Sunday, 4 February 2007

The Time Before

Hi, I am known by some as Jacket Boy. This has nothing to do with jackets, but a little to do with the fact that I am a boy

About me....I inhabit a pleasant corner of London. Herne Hill. The biggest problems people have here are coffee related. I will soon be headed to the third world. I have heard it is "inspiring", that one can "find oneself" admid opened sewers and one-legged beggars with polio. I'm convinced, seriously. Yes, I am that wonder child of the 21st century, destined to eradicate AIDS, give peace a chance and raise a muliticulatural family for a modern Britain, a different child for each race. Yes, I am a gap year student.

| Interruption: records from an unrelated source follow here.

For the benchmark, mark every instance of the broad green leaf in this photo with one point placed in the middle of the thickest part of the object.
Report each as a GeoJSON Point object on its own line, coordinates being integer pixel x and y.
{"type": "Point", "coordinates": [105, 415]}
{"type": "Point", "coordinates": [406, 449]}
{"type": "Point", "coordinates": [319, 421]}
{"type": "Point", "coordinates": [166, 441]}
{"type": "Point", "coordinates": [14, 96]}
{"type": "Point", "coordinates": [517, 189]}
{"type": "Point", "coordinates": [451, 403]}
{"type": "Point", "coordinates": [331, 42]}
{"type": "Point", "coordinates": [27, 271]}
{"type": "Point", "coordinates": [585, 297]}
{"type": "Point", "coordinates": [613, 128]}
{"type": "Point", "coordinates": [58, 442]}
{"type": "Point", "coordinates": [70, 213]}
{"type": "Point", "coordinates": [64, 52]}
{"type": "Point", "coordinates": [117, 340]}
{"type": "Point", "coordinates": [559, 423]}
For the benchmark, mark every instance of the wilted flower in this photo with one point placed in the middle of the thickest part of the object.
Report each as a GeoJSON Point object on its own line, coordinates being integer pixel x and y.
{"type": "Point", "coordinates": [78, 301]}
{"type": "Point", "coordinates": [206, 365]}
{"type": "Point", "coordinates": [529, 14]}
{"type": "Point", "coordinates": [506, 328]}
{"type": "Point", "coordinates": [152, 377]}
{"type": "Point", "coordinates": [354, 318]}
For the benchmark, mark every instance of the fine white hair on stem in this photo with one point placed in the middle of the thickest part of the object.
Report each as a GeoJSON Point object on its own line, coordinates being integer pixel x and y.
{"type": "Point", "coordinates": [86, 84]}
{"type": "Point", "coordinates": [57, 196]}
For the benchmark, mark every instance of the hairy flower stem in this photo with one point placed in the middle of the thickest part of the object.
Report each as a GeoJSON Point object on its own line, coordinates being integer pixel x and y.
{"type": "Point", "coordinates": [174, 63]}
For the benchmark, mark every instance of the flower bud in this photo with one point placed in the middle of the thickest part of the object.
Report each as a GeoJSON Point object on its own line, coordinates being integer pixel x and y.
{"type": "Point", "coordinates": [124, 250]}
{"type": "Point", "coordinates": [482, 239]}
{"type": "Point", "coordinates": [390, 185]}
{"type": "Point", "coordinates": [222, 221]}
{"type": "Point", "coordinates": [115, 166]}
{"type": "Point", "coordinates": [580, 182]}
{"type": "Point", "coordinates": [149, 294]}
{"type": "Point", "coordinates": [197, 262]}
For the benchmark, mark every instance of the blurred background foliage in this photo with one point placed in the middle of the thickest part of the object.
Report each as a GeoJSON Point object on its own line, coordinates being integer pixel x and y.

So far....working various shit jobs. Waiting tables, selling books, banking, best of all law clerking: wheeling trolleys for lawyers. I have proven myself indespensible to society. Nothing spells justice like a sweaty young man dropping stacks of confidential paper work on a busy (and wet) corner of Fleet Street. Banking was perversely interesting: involved calling the bank from the bank to boost phone points, bringing the bank employees closer to their end of quarter bonus. I suppose you would call it "doing customers out of call time". The pay wasn't great for criminal work. The long and short: I have amased a crap fortune, which I shall smuggle out of the country and into the hands of selected denizens of South East Asia and the Indian sub-continent.

First stop, Bombay (Mumbai, sorry India), home of Asia's largest slum. Can't wait. Then up through India to Dharamsala, down through the ganges route to Banaras (Varansi) and up into Nepal. Afterwards re-entering India, a flight from Calcutta (Kolkata, sorry once more, I can't get a hold of this Independence malaki, but it sounds great) to Bangkok, swiftly entering Cambodia. Then infiltrating Vietnam with extreme prejudice (yes, you've seen the movie too) and onto Laos. Making my way back to Bangkok, I'll journey down to Penang. After Malaysia I'll boat to Indonesia, descending to Bali for my flight back home, stopping for 24hrs in Hong Kong. All this promises to take up nearly seven months of life, from 12th Feb to 5t Sept. I shall of course learn each local dialect intimately, establish precisely nineteen orphanages, and provide fresh water to whom I choose...As a comfortable member of a liberal, affluent society of temperant weather, I am unequivocally a force for good.

So...broad rimmed hat logded firmly on head, moustache waxed to a sheen, brouges worked to a polished glint, belongings neatly wrapped in a red spotted hankerchief at the end of a stick, machete slung through a fine leather belt, a slim volume of symbolist verse sat louchly in shirt pocket, a rakish smile above a clean shaven chin...I bid all at home a fond "see you in September", my plane dispapearing from this horizon and into the next...(excuse this pretentious bilge)

Don't worry, I'll keep you posted. And no, I'm not including any moronic pictures of me with my backpack, at the aiport with mum. Sorry if you're disappointed

Jacket Boy

3 comments:

Unknown said...

Good Luck Ben, missing you already, thinking of what your initial impressions are, probably 'DEar God what the hell have i let myself in for.. and are those bed bugs crawling on my sleeping stuff?' .. oh and 'How the hell do i use these toilets?'but stiff upper lip cuz, smell the spicy air you will never forget and rush tomy dads if it all seems to much and take refuge. Oh also, please will you nag him to do some painting for me? lots and lots of love, solange xxxx

Cole said...

I hope you have a great time Ben..although it's too bad we won't see you, this is a great opportunity and I'm quite envious! Best wishes from the Great White North and will check back here to see how your trip is going!

Woof said...

So, Jacket Boy, you have finally left Blighty and embarked upon your travels. We, who you refused to take with you, we, who are left behind pining for you, we, who are known as The ******, wish you many great adventures and happy miles of discovery.
As a gap year student, be aware that when the voice says "Mind The Gap", it is speaking to YOU!